Another aspect of the story that enthused yours truly, regarded the president of Integrated Rice Company Limited, the Ghanaian firm vying with the Texas Prairie Rice Company, the former’s American competitor, for the contractual bid to reactivate the ARP. The anonymous Ghanaian Chronicle reporter tells readers that even though Dr. Amarnaih Kissie is “a full-time medical practitioner, he has the capability of marshalling expertise which he has already assembled” ( Ghanaweb.com 5/8/07).
Perhaps some level-headed elder from the North-Tongu District of the Volta Region had better tell Dr. Amarnaih Kissie that serious rice farming, or agriculture, is not a part-time job and then, much less, to speak of farming as a veritable adjunct to medical practice! Not only is Dr. Kissie’s apparently cavalier attitude towards the respectable occupation that is farming patently objectionable, it also painfully highlights the problem with many a pathologically disoriented Ghanaian professional inadvisably placed in a significant position of trust. For not only is Dr. Kissie, by his flagrant attitude towards the noble profession of farming, making an unpardonable nuisance of himself, but even more significantly his kind of unenlightened attitude ought to be the source of a great embarrassment to both Dr. Amarnaih Kissie himself and Ghanaians at large; and the sooner he removes himself from the presidency of Integrated Rice Company Limited, the healthier that it would be for the august profession of agriculture and the economic development of Ghana at large.

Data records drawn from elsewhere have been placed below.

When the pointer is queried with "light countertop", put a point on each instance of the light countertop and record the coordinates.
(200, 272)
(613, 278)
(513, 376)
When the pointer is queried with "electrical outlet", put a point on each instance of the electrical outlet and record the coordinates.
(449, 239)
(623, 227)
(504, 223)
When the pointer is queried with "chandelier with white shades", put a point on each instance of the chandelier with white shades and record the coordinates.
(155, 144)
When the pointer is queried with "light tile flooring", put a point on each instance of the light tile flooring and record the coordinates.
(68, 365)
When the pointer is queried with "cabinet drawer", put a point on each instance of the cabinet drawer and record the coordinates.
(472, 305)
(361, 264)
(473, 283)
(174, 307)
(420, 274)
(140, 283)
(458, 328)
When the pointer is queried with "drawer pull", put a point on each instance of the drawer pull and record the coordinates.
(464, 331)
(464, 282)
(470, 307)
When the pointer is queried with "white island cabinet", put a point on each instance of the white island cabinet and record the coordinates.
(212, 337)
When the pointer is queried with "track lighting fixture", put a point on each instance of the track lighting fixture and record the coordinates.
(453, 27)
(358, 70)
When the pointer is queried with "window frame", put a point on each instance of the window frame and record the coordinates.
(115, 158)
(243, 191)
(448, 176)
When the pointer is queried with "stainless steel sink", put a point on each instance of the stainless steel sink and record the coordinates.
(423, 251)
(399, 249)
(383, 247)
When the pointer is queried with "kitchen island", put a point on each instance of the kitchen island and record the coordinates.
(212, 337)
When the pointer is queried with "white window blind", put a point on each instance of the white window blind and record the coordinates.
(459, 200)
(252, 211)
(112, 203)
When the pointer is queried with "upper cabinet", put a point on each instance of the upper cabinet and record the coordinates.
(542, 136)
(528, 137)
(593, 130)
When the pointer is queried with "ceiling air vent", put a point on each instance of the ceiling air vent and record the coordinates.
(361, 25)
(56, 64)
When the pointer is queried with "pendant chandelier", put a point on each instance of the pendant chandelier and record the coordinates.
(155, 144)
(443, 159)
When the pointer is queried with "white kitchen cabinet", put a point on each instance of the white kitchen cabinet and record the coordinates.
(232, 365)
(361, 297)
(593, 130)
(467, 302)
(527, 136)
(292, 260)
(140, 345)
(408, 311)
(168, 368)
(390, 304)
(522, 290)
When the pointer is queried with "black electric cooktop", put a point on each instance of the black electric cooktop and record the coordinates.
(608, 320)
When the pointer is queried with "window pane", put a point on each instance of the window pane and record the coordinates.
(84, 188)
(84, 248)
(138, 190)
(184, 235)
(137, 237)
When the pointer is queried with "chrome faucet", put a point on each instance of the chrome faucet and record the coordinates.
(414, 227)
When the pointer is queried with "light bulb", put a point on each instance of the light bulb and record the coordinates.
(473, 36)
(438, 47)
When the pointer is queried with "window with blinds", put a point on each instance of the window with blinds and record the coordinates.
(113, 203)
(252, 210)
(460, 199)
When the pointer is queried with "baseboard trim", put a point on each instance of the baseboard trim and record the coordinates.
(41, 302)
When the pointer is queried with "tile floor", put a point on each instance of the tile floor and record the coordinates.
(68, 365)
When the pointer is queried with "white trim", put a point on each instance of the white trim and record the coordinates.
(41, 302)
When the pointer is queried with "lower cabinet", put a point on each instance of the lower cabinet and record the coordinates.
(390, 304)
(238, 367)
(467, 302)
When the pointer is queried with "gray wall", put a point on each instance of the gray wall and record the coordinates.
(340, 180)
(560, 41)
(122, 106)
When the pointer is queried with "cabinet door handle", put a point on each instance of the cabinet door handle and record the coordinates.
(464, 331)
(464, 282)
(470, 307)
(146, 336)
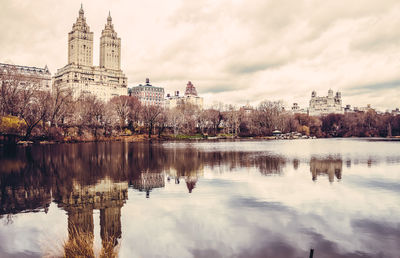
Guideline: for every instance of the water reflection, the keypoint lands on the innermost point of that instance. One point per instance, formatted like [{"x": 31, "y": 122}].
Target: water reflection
[
  {"x": 89, "y": 180},
  {"x": 328, "y": 166}
]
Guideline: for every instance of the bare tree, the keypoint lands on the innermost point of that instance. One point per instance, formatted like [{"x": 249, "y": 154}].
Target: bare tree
[
  {"x": 149, "y": 115},
  {"x": 16, "y": 90},
  {"x": 60, "y": 105},
  {"x": 35, "y": 110},
  {"x": 120, "y": 104}
]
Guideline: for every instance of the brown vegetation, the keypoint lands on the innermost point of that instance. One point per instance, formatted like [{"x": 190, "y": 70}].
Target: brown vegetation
[{"x": 29, "y": 113}]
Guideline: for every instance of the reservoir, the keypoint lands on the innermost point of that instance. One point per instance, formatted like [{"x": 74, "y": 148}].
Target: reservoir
[{"x": 238, "y": 198}]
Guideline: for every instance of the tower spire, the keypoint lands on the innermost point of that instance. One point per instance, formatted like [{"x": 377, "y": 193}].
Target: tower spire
[
  {"x": 109, "y": 19},
  {"x": 81, "y": 12}
]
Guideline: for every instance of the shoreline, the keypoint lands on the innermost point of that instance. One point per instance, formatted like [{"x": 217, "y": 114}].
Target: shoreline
[{"x": 183, "y": 138}]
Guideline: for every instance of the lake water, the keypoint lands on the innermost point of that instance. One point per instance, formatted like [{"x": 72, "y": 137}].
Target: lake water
[{"x": 340, "y": 197}]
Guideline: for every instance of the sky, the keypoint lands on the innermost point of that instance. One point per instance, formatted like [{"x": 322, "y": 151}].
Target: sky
[{"x": 233, "y": 51}]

With the preceding glaringly in view, we have no reservations, whatsoever, in exhorting the chiefs and people of the North-Tongu District to prioritize merit over kinship – or nepotism – in awarding the contractual bid for the reactivation of the Aveyime Rice Project. For nepotism never worked in the past, and it is not going to work now. Besides, the sacred law of professional competence, particularly the latter’s commensuration with productivity, has never been effectively, or successfully, breached or contradicted.
Also, the rather quaint idea that somehow the reactivation of the Aveyime Rice Project would promptly stanch the urban drift of the able-bodied youth of Aveyime is exactly that, a quaint idea. A pipe-dream, that is. For ultimately, what is direly required is a far more sustained and holistic economic development program. For one cannot facilely suppose that all the young men and women of the Aveyime locality are wired for mini-plantation agriculture.
In the end, however, the most productive mode by which to reactivate the Aveyime Rice Project, is to lease it to a private entrepreneur on a mutually beneficial contractual basis. Run as a pseudo-socialist venture of the boondoggle sort which prevailed under the so-called Convention People’s Party (CPP) regime, the reactivation of the Aveyime Rice Project (ARP) may yet witness another abysmal failure.